Tool Execution (If Needed)

If the LLM decides to execute an action, LangGraph invokes registered tools:

  • Database Operations: PostgreSQL queries/updates via SQLAlchemy
  • Calendar Operations: Google Calendar/OAuth workflows
  • PBX Metadata: FusionPBX lookups for call metadata

Tool results are injected back into the LangGraph state, and Claude composes the final reply.

22-24

LangGraph → Claude LLM → LangGraph: Generate Final Response

LangGraph sends context to Claude LLM for final response generation. LLM returns response text to LangGraph, which passes it to the WebRTC Voice Server.

25-31

Deepgram TTS → Redis → WebSocket → User: Audio Response

Final text is synthesized via Deepgram TTS. The audio response is streamed back over Socket.IO to the browser for playback. Audio is buffered in Redis before streaming to ensure smooth playback.

Loop: Steps 8-31 repeat for each user utterance, creating a continuous conversation loop until the user requests transfer or ends the session.

Phase 3: Transfer Request (Steps 32-38)

User requests transfer and system initiates transfer process

30

User Browser → WebSocket Server: "Transfer to Agent"

User says "I need a human" or requests transfer to a human agent.

31-32

WebSocket Server → WebRTC Voice Server → LangGraph: Transfer Intent

Transfer intent is passed through the WebRTC Voice Server to LangGraph for detection and processing.

33-34

LangGraph → Claude LLM: Detect Transfer Intent → Transfer Command

LangGraph detects transfer intent and confirms with Claude LLM. LLM returns a transfer command to LangGraph.

35

LangGraph → Redis: Set Transfer Flag

LangGraph sets a transfer flag in Redis to indicate that a transfer is in progress.

36-38

LangGraph → WebRTC Voice Server → WebSocket Server → User: Transfer Initiated

Transfer initiated signal flows back through the system. WebRTC Voice Server sends transfer event to WebSocket Server, which notifies the user browser. User sees transfer status update.

Phase 4: Twilio Transfer Flow (Steps 39-52)

Call bridging to FusionPBX and agent dashboard connection

39

WebRTC Voice Server → Twilio API: POST /voice_assistant/transfer_bridge

The WebRTC backend calls the Convonet /twilio/voice_assistant/transfer_bridge endpoint.
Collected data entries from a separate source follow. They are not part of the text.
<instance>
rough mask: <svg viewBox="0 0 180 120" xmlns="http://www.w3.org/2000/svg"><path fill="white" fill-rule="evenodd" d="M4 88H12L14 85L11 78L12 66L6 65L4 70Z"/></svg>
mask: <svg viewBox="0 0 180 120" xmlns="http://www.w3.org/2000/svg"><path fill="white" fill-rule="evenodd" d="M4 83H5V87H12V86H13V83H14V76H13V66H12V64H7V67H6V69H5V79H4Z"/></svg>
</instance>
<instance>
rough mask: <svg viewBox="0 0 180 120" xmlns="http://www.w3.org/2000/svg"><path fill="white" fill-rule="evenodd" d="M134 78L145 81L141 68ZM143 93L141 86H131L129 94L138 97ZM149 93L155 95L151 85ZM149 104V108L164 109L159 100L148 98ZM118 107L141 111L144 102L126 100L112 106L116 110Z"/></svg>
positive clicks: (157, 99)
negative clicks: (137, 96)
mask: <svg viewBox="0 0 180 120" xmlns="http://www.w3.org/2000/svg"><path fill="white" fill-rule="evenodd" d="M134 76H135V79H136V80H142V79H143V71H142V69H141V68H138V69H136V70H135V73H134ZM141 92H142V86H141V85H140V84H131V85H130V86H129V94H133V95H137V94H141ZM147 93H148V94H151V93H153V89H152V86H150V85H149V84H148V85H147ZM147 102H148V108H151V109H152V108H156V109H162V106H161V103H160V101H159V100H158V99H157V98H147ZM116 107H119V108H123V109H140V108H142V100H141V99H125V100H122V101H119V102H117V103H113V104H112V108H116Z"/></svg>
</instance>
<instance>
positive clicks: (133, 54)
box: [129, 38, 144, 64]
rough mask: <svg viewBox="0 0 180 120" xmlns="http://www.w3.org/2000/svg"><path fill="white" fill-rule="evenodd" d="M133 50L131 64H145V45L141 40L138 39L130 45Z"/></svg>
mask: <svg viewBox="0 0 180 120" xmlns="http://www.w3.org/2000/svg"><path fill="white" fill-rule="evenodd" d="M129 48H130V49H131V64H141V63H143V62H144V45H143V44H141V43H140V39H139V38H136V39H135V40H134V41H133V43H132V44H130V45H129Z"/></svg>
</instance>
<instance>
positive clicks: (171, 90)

Twilio uses the provided SIP URI: sip:2001@FREEPBX_DOMAIN;transport=udp or trunk number, depending on .env configuration.

40

Twilio → FusionPBX: SIP INVITE to Extension 2001

Twilio dials FusionPBX (running on Google Cloud) via SIP INVITE. FusionPBX routes the call to the target agent extension (e.g., 2001).

41

FusionPBX → Agent Dashboard: Ring Extension 2001

FusionPBX rings extension 2001. The agent dashboard (JsSIP client) registers with FusionPBX over WSS (wss://<fusionpbx>:7443) and receives the incoming call notification.

42-44

Agent Dashboard → PostgreSQL: Fetch User Info → Show User Info Popup

Agent dashboard fetches caller record from PostgreSQL via REST API. Dashboard pops the caller record and shows ringing controls with user information (name, context, call history).

45-48

Agent Answers → Conversation Begins

Agent answers the call via JsSIP client. FusionPBX notifies Twilio that the call is connected. Twilio bridges the audio between user leg and agent leg. Live conversation begins between the user and agent.

Note: Once Twilio bridges the call to FusionPBX, the audio is now a PSTN/SIP leg (not the original WebRTC stream). Deepgram STT may still be used on the server side for context logging if needed.

49-52

Alternative: Agent Rejects/Timeout

If the agent rejects the call or it times out:

  • FusionPBX notifies Twilio that the call failed
  • Twilio sends transfer failed notification to WebRTC Voice Server
  • WebRTC Voice Server sends transfer error event to WebSocket Server
  • User browser displays transfer failed message
Transfer Callback: Convonet logs the transfer outcome via the /transfer_callback webhook for monitoring and Sentry alerts.

Key Sequence Points

Authentication Path

PIN authentication uses PostgreSQL (not FusionPBX). Sessions are stored in Redis for fast access.

Audio Processing

Deepgram STT is used for WebRTC audio transcription, not Twilio. Redis buffers audio chunks for processing.

AI Orchestration

LangGraph coordinates between OpenAI LLM and MCP tools. Tool execution happens before final response generation.

Transfer Mechanism

Twilio bridges the WebRTC user leg to the SIP agent leg. Audio transitions from WebRTC to PSTN/SIP stream.